September 2, 2015
Science Daily/Association for Psychological Science
The world might seem a little grayer than usual when we're down in the dumps and we often talk about 'feeling blue' -- new research suggests that the associations we make between emotion and color go beyond mere metaphor. The results of two studies indicate that feeling sadness may actually change how we perceive color.
The results of two studies indicate that feeling sadness may actually change how we perceive color.
Credit: © Sasipixel / Fotolia
"Our results show that mood and emotion can affect how we see the world around us," says psychology researcher Christopher Thorstenson of the University of Rochester, first author on the research. "Our work advances the study of perception by showing that sadness specifically impairs basic visual processes that are involved in perceiving color."
Previous studies have shown that emotion can influence various visual processes, and some work has even indicated a link between depressed mood and reduced sensitivity to visual contrast. Because contrast sensitivity is a basic visual process involved in color perception, Thorstenson and co-authors Adam Pazda and Andrew Elliot wondered whether there might be a specific link between sadness and our ability to perceive color.
"We were already deeply familiar with how often people use color terms to describe common phenomena, like mood, even when these concepts seem unrelated," says Thorstenson. "We thought that maybe a reason these metaphors emerge was because there really was a connection between mood and perceiving colors in a different way."
In one study, the researchers had 127 undergraduate participants watch an emotional film clip and then complete a visual judgment task. The participants were randomly assigned to watch an animated film clip intended to induce sadness or a standup comedy clip intended to induce amusement. The emotional effects of the two clips had been validated in previous studies and the researchers confirmed that they produced the intended emotions for participants in this study.
After watching the video clip, the participants were then shown 48 consecutive, desaturated color patches and were asked to indicate whether each patch was red, yellow, green, or blue.
The results showed that participants who watched the sadness video clip were less accurate in identifying colors than participants who watched the amusing clip, but only for color patches that were on the blue-yellow axis. They showed no difference in accuracy for colors on the red-green axis.

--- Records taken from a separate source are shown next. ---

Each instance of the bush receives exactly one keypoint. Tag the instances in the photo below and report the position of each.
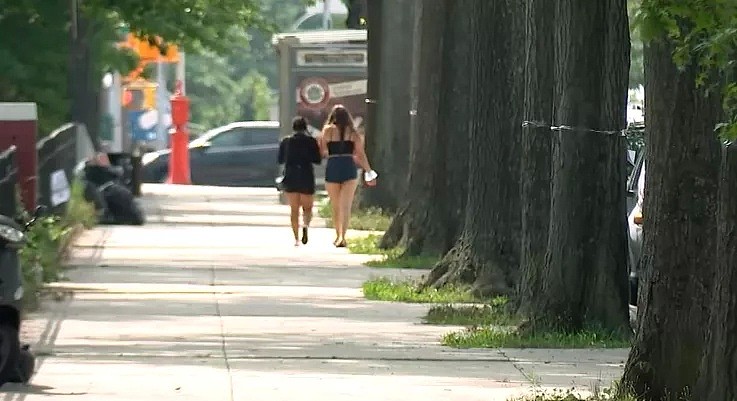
(369, 219)
(41, 258)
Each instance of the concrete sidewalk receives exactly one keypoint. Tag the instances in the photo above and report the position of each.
(207, 312)
(205, 205)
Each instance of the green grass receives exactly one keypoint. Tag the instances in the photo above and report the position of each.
(491, 336)
(493, 313)
(389, 258)
(41, 258)
(609, 394)
(370, 219)
(384, 289)
(492, 325)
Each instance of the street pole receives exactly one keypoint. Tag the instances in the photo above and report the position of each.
(326, 14)
(181, 74)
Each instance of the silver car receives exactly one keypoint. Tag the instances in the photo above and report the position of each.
(636, 192)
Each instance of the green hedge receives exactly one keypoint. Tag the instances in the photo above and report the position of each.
(48, 238)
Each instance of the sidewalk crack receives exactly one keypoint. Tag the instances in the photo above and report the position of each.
(223, 345)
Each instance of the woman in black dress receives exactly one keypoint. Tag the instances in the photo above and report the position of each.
(298, 153)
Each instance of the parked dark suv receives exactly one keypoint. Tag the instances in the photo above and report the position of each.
(240, 154)
(237, 154)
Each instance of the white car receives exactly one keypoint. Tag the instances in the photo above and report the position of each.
(636, 188)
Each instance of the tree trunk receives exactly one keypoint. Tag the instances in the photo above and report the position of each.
(536, 148)
(388, 146)
(84, 89)
(718, 378)
(487, 253)
(585, 279)
(373, 133)
(415, 226)
(441, 206)
(680, 229)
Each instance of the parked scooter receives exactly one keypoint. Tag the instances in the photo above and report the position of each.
(104, 188)
(16, 361)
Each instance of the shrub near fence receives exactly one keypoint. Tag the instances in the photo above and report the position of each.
(57, 157)
(8, 182)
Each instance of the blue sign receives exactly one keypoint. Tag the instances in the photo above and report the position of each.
(140, 129)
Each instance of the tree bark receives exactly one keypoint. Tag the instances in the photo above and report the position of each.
(418, 226)
(84, 90)
(536, 148)
(373, 45)
(718, 374)
(680, 229)
(388, 145)
(585, 280)
(487, 253)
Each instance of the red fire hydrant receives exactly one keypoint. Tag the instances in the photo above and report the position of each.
(179, 172)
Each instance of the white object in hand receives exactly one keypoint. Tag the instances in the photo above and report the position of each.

And a second study with 130 undergrad participants showed the same effect in comparison to a neutral film clip: Participants who watched a sad clip were less accurate in identifying colors on the blue-yellow spectrum than those who watched a neutral screensaver. The findings suggest that sadness is specifically responsible for the differences in color perception.
The results cannot be explained by differences in participants' level of effort, attention, or engagement with the task, as color perception was only impaired on the blue-yellow axis.
"We were surprised by how specific the effect was, that color was only impaired along the blue-yellow axis," says Thorstenson. "We did not predict this specific finding, although it might give us a clue to the reason for the effect in neurotransmitter functioning."
The researchers note that previous work has specifically linked color perception on the blue-yellow axis with the neurotransmitter dopamine.
Thorstenson points out that this research charts new territory, and that follow-up studies are essential to fully understanding the relationship between emotion and color perception:
"This is new work and we need to take time to determine the robustness and generalizability of this phenomenon before making links to application," he concludes.